Für einen Augenblick schwiegen wir beide. Nur die leise Musik des Radios war noch zu hören. „Und tut es das?“, bohrte Jasper noch mal nach. „Nein, mir geht es wirklich schon besser. Ich werde noch das Wochenende abwarten und danach werde ich mich auch wieder melden. Es ist mir nur wichtig, auf Nummer sicher zu gehen. Aber es ist wirklich alles gut, Jas.“ Damit ließ er es glücklicherweise auf sich beruhen. Ansonsten hätte mir vermutlich auch die Geduld gefehlt, dieses Gespräch noch weiterzuführen. Für mich machte es keinen Unterschied, weshalb ich mich nicht vor Emmett blamieren und ihn stolz machen wollte. Hoffentlich würde Jasper das nun auch so sehen und mich nicht mit seinen Vermutungen und Spekulationen verrückt machen.

Fast war ich sogar etwas dankbar, als wir an der Schule ankamen und somit nicht mehr der Rahmen für derart vertraute Gespräche gegeben war. Bis zur Mittagspause war hoffentlich auch Jasper davon überzeugt, dass es mir gut ging und kein Grund zur Sorge bestand.
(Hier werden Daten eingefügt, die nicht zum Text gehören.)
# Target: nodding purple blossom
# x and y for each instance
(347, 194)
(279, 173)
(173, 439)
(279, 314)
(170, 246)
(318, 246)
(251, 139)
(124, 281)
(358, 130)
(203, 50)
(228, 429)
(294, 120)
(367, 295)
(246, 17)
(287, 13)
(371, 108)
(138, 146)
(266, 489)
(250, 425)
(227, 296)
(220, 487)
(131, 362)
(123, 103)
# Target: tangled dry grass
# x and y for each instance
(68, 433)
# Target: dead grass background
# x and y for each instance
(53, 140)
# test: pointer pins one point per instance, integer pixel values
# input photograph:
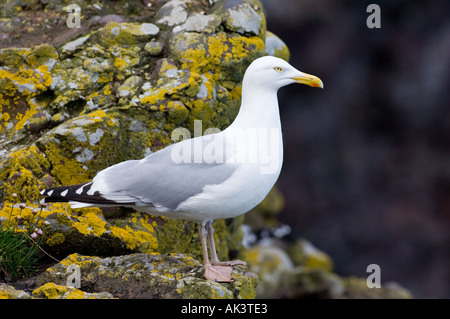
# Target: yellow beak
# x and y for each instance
(309, 79)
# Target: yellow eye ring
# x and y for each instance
(278, 69)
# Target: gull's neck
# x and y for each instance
(259, 108)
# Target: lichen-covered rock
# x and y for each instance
(116, 93)
(9, 292)
(142, 276)
(310, 276)
(52, 291)
(303, 253)
(115, 90)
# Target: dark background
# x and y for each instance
(366, 174)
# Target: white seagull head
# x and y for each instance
(271, 73)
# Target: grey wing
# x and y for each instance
(158, 180)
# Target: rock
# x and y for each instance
(270, 263)
(244, 17)
(276, 47)
(9, 292)
(112, 91)
(305, 254)
(141, 276)
(311, 277)
(53, 291)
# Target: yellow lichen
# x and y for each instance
(91, 222)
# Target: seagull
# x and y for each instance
(208, 177)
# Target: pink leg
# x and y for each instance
(212, 272)
(214, 259)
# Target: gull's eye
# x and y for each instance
(278, 69)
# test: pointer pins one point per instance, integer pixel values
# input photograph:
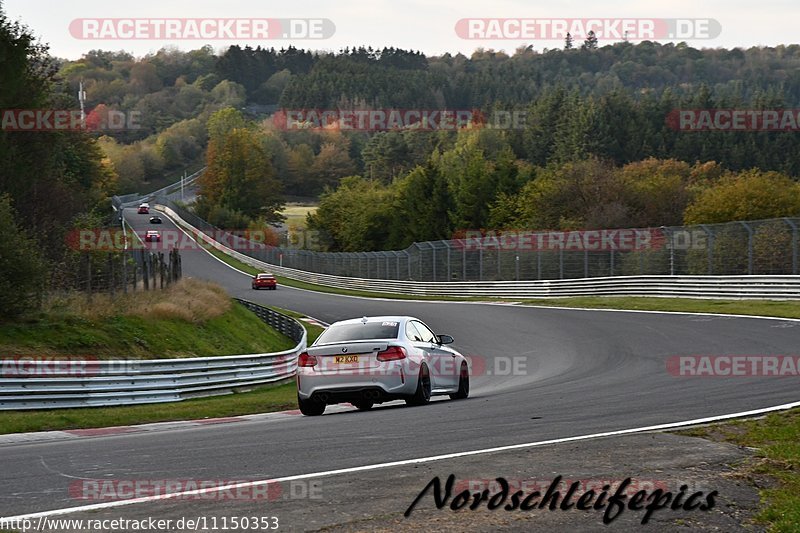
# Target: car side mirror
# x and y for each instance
(445, 339)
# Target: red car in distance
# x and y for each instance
(265, 280)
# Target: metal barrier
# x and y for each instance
(761, 287)
(134, 199)
(132, 381)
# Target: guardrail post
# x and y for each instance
(538, 264)
(749, 247)
(585, 263)
(433, 261)
(449, 268)
(709, 248)
(671, 245)
(464, 261)
(794, 243)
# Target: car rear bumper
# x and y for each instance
(320, 387)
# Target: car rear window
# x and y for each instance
(360, 331)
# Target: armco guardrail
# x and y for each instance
(129, 382)
(761, 287)
(130, 200)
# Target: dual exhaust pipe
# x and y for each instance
(372, 394)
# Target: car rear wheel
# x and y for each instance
(463, 384)
(310, 407)
(363, 405)
(423, 393)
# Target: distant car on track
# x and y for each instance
(372, 360)
(265, 280)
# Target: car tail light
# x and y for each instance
(306, 360)
(392, 353)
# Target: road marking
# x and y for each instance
(378, 466)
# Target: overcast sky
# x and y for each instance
(426, 25)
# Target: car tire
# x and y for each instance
(310, 407)
(363, 405)
(463, 384)
(423, 393)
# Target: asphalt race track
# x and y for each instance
(580, 372)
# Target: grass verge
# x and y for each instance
(260, 400)
(776, 466)
(776, 308)
(191, 319)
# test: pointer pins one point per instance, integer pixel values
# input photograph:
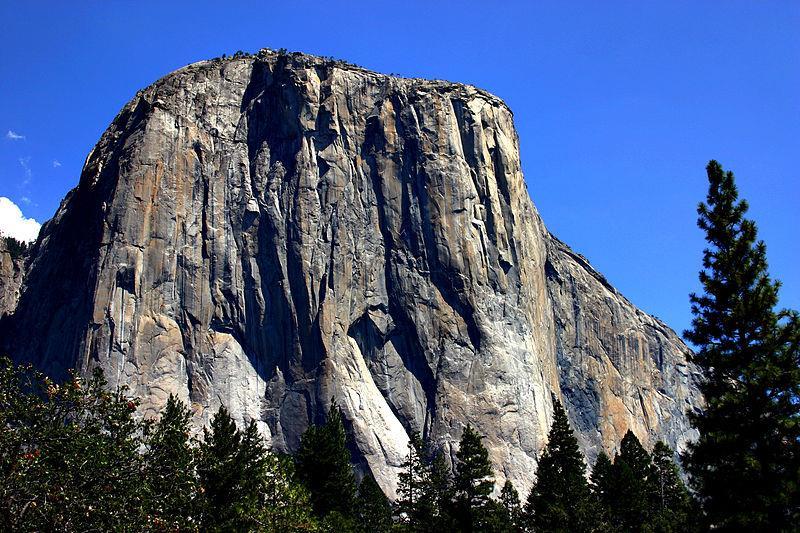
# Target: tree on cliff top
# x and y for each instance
(746, 463)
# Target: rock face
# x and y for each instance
(276, 231)
(12, 271)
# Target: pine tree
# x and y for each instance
(632, 488)
(169, 469)
(472, 482)
(230, 467)
(373, 510)
(560, 498)
(414, 506)
(69, 457)
(746, 463)
(512, 508)
(441, 490)
(671, 509)
(425, 491)
(285, 503)
(323, 465)
(602, 487)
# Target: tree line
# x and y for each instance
(73, 457)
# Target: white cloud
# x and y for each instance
(14, 224)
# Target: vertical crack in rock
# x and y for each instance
(271, 232)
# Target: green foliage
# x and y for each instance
(230, 463)
(673, 508)
(424, 491)
(285, 503)
(323, 465)
(373, 510)
(511, 517)
(633, 478)
(602, 487)
(472, 483)
(69, 452)
(560, 498)
(169, 469)
(746, 464)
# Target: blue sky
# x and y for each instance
(618, 105)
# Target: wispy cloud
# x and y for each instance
(24, 163)
(14, 224)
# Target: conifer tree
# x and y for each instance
(441, 489)
(746, 463)
(323, 465)
(632, 488)
(512, 507)
(560, 497)
(285, 503)
(414, 506)
(169, 468)
(69, 458)
(671, 509)
(472, 482)
(373, 510)
(230, 467)
(602, 487)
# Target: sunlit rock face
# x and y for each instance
(12, 272)
(274, 232)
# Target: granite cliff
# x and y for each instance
(273, 231)
(12, 272)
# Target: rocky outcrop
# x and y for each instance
(276, 231)
(12, 272)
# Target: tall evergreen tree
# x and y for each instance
(602, 487)
(472, 482)
(671, 508)
(323, 464)
(632, 487)
(169, 469)
(415, 502)
(285, 503)
(373, 510)
(512, 507)
(746, 463)
(441, 490)
(560, 498)
(69, 458)
(230, 467)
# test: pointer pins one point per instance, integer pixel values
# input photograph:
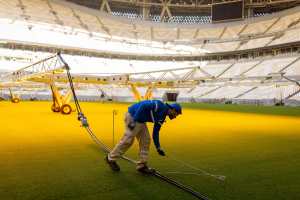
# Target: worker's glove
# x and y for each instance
(131, 125)
(161, 152)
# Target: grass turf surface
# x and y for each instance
(44, 155)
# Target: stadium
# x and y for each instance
(70, 70)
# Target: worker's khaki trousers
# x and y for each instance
(141, 133)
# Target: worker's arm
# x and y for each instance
(155, 137)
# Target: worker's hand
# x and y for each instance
(161, 152)
(131, 125)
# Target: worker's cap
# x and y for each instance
(175, 106)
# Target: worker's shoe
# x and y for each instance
(112, 164)
(145, 169)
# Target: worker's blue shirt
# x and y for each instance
(150, 111)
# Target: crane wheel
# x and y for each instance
(15, 100)
(55, 108)
(66, 109)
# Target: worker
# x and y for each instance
(138, 114)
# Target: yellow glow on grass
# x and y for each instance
(33, 123)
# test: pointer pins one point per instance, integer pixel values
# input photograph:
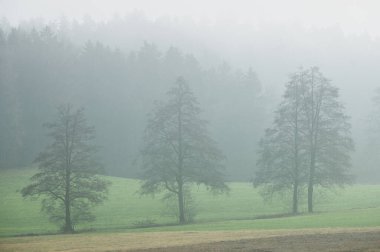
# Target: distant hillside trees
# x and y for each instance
(178, 150)
(40, 68)
(67, 179)
(310, 142)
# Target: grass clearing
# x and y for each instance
(354, 206)
(133, 241)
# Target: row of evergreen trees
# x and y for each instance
(40, 70)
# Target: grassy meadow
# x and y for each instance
(243, 208)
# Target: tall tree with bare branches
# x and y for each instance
(68, 178)
(178, 150)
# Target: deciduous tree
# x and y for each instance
(68, 178)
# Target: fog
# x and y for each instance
(236, 55)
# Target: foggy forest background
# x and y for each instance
(116, 69)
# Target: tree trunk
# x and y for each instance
(310, 188)
(295, 198)
(181, 206)
(68, 225)
(68, 228)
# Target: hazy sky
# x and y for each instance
(353, 16)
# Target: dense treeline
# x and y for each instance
(40, 69)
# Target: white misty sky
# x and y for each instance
(354, 16)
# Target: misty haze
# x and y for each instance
(189, 125)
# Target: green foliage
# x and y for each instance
(68, 180)
(178, 150)
(353, 206)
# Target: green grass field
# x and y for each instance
(354, 206)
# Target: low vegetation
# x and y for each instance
(242, 208)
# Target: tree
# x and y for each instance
(310, 142)
(67, 177)
(328, 132)
(177, 149)
(281, 154)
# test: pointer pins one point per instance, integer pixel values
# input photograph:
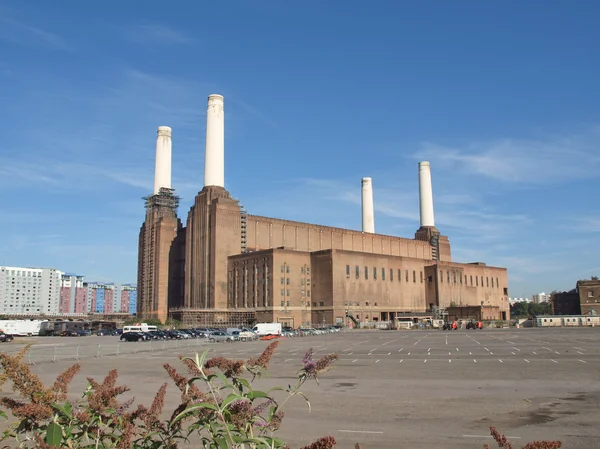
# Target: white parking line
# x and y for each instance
(486, 436)
(360, 431)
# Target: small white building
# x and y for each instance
(25, 290)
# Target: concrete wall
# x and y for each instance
(264, 233)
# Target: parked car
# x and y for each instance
(220, 336)
(5, 338)
(133, 336)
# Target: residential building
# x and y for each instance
(73, 295)
(538, 298)
(589, 296)
(25, 290)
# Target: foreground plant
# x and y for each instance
(503, 442)
(219, 408)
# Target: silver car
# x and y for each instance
(220, 336)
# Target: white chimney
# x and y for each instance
(162, 169)
(425, 195)
(214, 163)
(367, 206)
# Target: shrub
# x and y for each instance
(219, 407)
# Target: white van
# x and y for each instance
(267, 329)
(139, 327)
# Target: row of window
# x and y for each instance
(383, 273)
(466, 280)
(449, 278)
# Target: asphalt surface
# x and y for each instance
(391, 389)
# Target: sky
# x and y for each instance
(501, 97)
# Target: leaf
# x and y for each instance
(193, 408)
(53, 435)
(222, 443)
(256, 394)
(305, 398)
(229, 399)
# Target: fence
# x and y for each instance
(56, 353)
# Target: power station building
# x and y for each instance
(228, 266)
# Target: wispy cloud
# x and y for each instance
(20, 33)
(546, 160)
(155, 33)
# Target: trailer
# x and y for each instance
(21, 328)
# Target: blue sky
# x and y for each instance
(501, 97)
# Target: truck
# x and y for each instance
(21, 327)
(262, 329)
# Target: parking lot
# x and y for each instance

Mir ging es ja auch gut. Ich war bloß noch etwas erschöpft von der wenig erholsamen Nacht und ich würde eben noch etwas abwarten, bis ich wieder riskieren würde, mich vor der Klasse zu melden.

Es war ja nicht so, dass ich mich gar nie wieder trauen würde. Nur heute eben noch nicht. Da war ja auch nichts dabei. Oder?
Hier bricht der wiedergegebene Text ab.